What to buy: I purchased some saffron, at a cut-rate price. It would have cost ten times more in the US. This spice is used in many rice dishes, and it only takes a pinch. Some of it is still in my kitchen.
What to pay: Generally, spices cost less here than in the US.
My Istanbul based American friend took me to this, her favorite shop in Misir Carsisi (Spice Market) this summer. They had an array of wonderful spices, herbs, dried eggplant and dried okra strung like leis that were hanging over us. My senses were engaged as I was surrounded by these wonderful aromas and the sight of deeply hued spices. We had tea and water too which were readily offered to us.
What to buy: Despite the name which means 'corn', you should buy all kids of spices plus dried okra, pre-mixed garam masala, Turkish saffron (safran), and the item I was hunting down, cocoa butter!
What to pay: 3 YTL for a good sized container of Turkish saffron, best prices in all of the bazaar.

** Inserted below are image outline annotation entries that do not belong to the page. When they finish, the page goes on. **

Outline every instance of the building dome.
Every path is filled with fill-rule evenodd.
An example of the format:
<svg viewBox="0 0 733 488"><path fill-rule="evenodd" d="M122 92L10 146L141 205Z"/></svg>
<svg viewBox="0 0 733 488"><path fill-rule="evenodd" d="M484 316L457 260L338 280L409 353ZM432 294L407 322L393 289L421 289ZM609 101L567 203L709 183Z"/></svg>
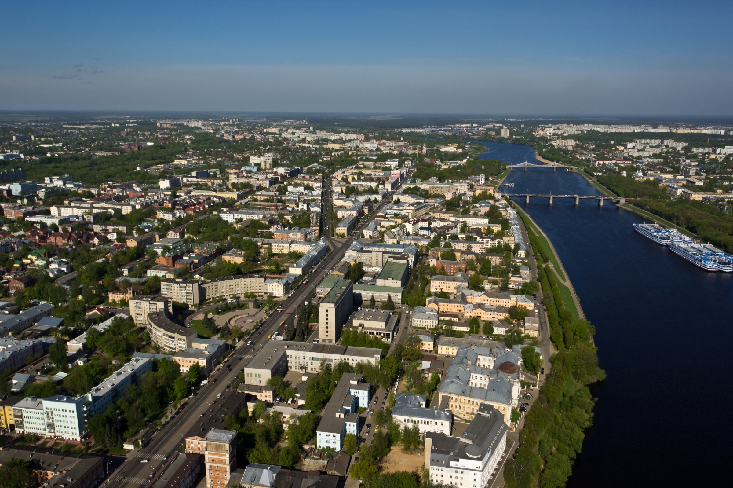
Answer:
<svg viewBox="0 0 733 488"><path fill-rule="evenodd" d="M499 365L499 371L507 374L516 374L519 372L519 368L515 363L507 361Z"/></svg>
<svg viewBox="0 0 733 488"><path fill-rule="evenodd" d="M468 457L471 457L474 458L474 459L476 459L481 457L481 454L482 454L481 448L479 448L478 445L474 445L473 444L471 444L471 445L466 446L465 448L465 455L468 456Z"/></svg>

When you visit the Spice Bazaar, take a short detour and check out the little shops behind it - this part is non-touristy and you'll see locals buying and selling lots of different things. I liked it as much as the Spice Bazaar itself.
The Spice Bazaar is L-shaped and to get to this area I'm talking about, when you get to the intersection of the two arms of the L, go out the door and you'll immediately be in this area. You can also get here by walking down from the Grand Bazaar but it is sort of a chaotic walk.
Also known as the Egyptian Market, this is another must see when in Istanbul. The building was constructed in the mid-17th century as part of the nearby Yeni Camii complex. A portion of the revenue generated at the bazaar went to support the operations of the mosque. While you can find bulk spices of all kinds (the variety of colors are a photographer's dream subject!), there are also vendors selling a variety of other goods, chief among them being lokum or Turkish Delight, a local confection which must be tried in one form or another (there are seemingly an endless array of varieties). Silks, scarves, chotchke, lamps, carpets...it's all here. As are the crowds as we experienced on a Saturday afternoon. And surprisingly tourists were not in the majority.
What to buy: Spices, lokum, tourist trinkets
What to pay: Varies
This is the spice market.Outside there are nuts,spices,lokum(Turkish delight),tea,etc
Inside there are jewelary shops,souveniers and food too
What to buy: Definitely you should buy lokum.It is so so delicios....
What to pay: The kilo of the regular is between 4-6 YTL and these one with nuts is 7-10 YTL per kilo
The Egyptian Bazaar or Spice Market is busy and bustling and the atmosphere is great. As soon as you approach the Market, you can smell the aromas of cardamon, ginger, paprika, saffron and pepper.
It was nice to stroll around the stalls, sampling different types of Turkish Delight sweets and looking at the display of pretty coloured spices.
Note: The Egyptian Bazaar/Spice Market is closed on Sundays.
What to buy: Spices. Turkish Delights. Herbal teas.
What to pay: There's isn't much variation in price, but I always find it's a good idea to go around the Bazaar once and then come back to the stall where you're happy with the price of what you want to buy - that's if you can find it! Don't forget to haggle too.